Maybe a little bit... panicky?

Do you think they didn't get the memo? 

On the latter point, that we have to enforce battlefield norms to protect U.S. troops from chemical weapons: not using chemical weapons ourselves might be a better place to start.

The U.S. admitted to using white phosphorus (WP) in Iraq in "shake and bake" munitions in which the chemical was mixed with conventional explosives to exacerbate the injuries to personnel hit with the blast. Some defenders of this sort of use of WP counter that we weren't signatories of the Chemical Weapons Convention until after these events took place, but Assad isn't a signatory of the Chemical Weapons Convention at all. Beyond that, though, it's awfully convenient to trot out "preserving battlefield norms" now, when pushing for another war, after the U.S. has openly violated international norms against torture, enforced disappearance, and extrajudicial killings. (Speaking of Iran, we were perfectly willing to watch them get gassed by Saddam Hussein.) Who gets to invade Guantanamo Bay, or Bagram Air Field, or Langley, or facilities from which our killer drone war is directed, or Washington, D.C.? 
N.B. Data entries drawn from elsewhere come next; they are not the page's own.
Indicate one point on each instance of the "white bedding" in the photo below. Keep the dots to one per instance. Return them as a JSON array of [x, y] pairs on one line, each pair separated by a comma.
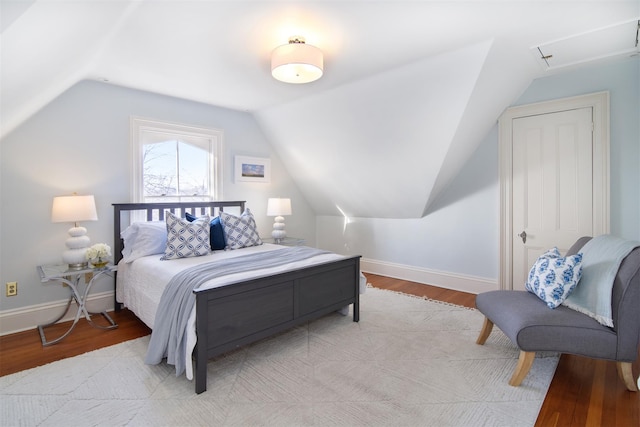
[[140, 284]]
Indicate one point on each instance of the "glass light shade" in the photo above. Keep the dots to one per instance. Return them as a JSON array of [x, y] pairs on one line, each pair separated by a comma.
[[74, 209], [296, 62], [278, 207]]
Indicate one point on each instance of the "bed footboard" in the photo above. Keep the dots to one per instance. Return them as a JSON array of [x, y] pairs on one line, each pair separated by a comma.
[[232, 316]]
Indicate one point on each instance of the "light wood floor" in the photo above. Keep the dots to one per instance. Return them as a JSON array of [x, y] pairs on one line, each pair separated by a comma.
[[584, 392]]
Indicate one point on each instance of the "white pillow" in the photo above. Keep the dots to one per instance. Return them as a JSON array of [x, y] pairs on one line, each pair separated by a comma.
[[186, 239], [240, 231], [142, 239], [552, 277]]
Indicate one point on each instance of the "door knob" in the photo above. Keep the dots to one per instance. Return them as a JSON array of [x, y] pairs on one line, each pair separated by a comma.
[[524, 236]]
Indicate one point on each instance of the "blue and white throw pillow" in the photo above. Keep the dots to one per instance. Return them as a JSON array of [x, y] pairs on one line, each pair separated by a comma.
[[240, 231], [552, 277], [186, 239]]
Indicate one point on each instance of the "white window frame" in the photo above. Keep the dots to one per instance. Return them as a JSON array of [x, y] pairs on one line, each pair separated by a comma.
[[140, 125]]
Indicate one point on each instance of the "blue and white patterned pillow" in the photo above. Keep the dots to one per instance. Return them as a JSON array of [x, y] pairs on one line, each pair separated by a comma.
[[186, 239], [240, 231], [552, 277]]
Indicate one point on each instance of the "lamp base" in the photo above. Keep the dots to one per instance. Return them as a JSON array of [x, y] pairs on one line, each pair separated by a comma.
[[77, 244], [278, 232]]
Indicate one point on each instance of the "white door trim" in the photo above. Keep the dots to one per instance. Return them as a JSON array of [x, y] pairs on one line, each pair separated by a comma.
[[599, 102]]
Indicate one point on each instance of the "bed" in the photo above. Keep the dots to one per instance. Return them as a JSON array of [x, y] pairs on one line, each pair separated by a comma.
[[240, 308]]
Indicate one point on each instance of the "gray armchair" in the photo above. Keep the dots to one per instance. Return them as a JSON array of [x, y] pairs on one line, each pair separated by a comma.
[[532, 326]]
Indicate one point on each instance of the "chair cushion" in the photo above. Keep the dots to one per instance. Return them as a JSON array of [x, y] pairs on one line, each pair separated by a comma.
[[530, 325]]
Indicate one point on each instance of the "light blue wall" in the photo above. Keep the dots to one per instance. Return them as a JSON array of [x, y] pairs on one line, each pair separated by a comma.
[[460, 235], [80, 143]]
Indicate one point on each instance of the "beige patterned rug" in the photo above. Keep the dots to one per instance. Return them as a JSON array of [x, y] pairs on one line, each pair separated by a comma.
[[408, 362]]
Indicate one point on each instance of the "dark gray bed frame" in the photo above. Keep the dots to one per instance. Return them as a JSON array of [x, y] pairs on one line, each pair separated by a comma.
[[232, 316]]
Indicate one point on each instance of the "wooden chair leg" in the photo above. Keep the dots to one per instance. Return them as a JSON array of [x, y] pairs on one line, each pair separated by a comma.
[[625, 372], [522, 368], [487, 326]]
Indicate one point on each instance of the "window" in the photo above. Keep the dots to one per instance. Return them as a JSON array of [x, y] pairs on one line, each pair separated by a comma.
[[175, 163]]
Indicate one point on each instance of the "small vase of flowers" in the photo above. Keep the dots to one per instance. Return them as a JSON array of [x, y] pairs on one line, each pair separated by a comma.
[[98, 255]]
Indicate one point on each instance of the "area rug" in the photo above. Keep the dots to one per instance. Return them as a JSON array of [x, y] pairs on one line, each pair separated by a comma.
[[408, 362]]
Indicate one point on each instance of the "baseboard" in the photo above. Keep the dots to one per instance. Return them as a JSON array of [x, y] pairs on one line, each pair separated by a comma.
[[25, 318], [458, 282]]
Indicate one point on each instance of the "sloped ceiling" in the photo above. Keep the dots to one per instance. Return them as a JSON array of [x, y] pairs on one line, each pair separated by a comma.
[[410, 87]]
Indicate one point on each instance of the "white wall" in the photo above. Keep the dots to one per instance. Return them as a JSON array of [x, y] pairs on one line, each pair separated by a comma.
[[80, 142], [456, 244]]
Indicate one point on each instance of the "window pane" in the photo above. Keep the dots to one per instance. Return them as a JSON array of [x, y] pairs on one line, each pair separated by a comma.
[[193, 178], [174, 162], [159, 169]]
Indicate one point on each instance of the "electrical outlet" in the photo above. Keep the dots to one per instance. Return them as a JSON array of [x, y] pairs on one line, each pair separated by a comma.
[[12, 289]]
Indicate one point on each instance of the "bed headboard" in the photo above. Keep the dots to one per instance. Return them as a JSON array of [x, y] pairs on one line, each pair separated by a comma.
[[155, 212]]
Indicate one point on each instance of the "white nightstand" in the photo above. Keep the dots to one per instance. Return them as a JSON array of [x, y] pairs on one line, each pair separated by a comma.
[[61, 273], [287, 241]]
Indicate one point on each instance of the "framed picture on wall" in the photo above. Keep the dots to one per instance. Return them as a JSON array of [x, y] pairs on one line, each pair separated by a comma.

The Assad regime in Syria is reprehensible. The use of chemical weapons by any actor is unacceptable. Violence as a tool to effect political change is a monstrosity. All of these things are true, but none justify the United States taking the role of an avenging god punishing with fire violations of a code of conduct to which we do not ourselves faithfully adhere in a conflict among monstrous actors.

President Obama has admitted that these strikes are not meant to tip the balance of the conflict in Syria (an admission reinforced again and again throughout yesterday's hearings), meaning, if the U.S. goes ahead with the strikes, that we will be taking up the role of a missile-wielding referee in someone else's civil war. There is no defensive action here for the United States, no direct national interest, and no credible moral justification that jives with broader U.S. behavior. 

After more than a decade of warmongering, the American people are wise to the game. Maybe public opinion will eventually fall to the onslaught of war propaganda, but their initial instincts were sound. We have no business launching missiles or perpetrating other acts of war against Syria.